The problem is that you'll hit a wall when it comes to understanding "what makes art." You can do all the theory you want, and people do, of course. You can analyze all that has ever been done, and come up with rules for describing and even generating music and art. But there is no guarantee that these will allow you to predict what makes future art. Just like with financial markets, in art, what happened in the past is not a good predictor of the future. That is the mistake that "art theorists" tend to make, have made for decades and decades, and are carrying over rather simplistically to statistical analysis via machine learning.
This is particularly challenging in art (as compared e.g. to financial markets) because much of what defines new art is specifically what makes it different from what has come before it.
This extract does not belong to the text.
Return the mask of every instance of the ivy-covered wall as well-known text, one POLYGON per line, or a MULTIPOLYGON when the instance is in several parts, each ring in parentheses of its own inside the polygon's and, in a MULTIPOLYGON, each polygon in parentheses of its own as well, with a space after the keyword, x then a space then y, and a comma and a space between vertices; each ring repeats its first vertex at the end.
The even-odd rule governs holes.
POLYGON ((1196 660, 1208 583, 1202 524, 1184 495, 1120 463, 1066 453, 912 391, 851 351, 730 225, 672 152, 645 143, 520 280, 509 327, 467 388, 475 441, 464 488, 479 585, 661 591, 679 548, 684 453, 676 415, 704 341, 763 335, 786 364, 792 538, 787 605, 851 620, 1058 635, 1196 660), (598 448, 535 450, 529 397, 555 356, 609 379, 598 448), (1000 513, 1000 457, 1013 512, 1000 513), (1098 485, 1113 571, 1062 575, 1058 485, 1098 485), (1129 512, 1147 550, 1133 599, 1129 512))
That is to say, art, by its nature, will always beat any rules you try to design, because that is what it does, indeed, what is must do.
The proof is in the pudding: that machine learning systems can be designed to learn the statistical trends in a body of works and then generate similar art, done since at least the 80s if not earlier, evokes the very definition of the detractive term "cookie cutter art." "Good" art then, by contradiction, is exactly that art that does not fit into such a model -- plus "something".
Surely it is that "something" we'd like to find, but I am afraid that using rule- or statistically-based analysis to help curators sort through art, even with the prescribed notion that this should help them find "diamonds in the rough", it will generate an echo chamber in which the next diamond, which by definition is quite different from diamonds that came before it, to remain undiscovered, buried in a pile of sorted spam.
It is for this reason that I believe that despite the advances in machine learning, nothing will ever replace the past-time of "crate digging" for finding gems. The DJs job will never completely die.
... I will add: That is not to say that tools for automatically understanding and measuring aspects of a photo or piece of music are not useful for artists as a way of judging their own work and making decisions. But it is exactly those artists that will look at the "goodness indicator" drop one notch while they make a change, and say, "I'm fine with that", who will produce the next important work.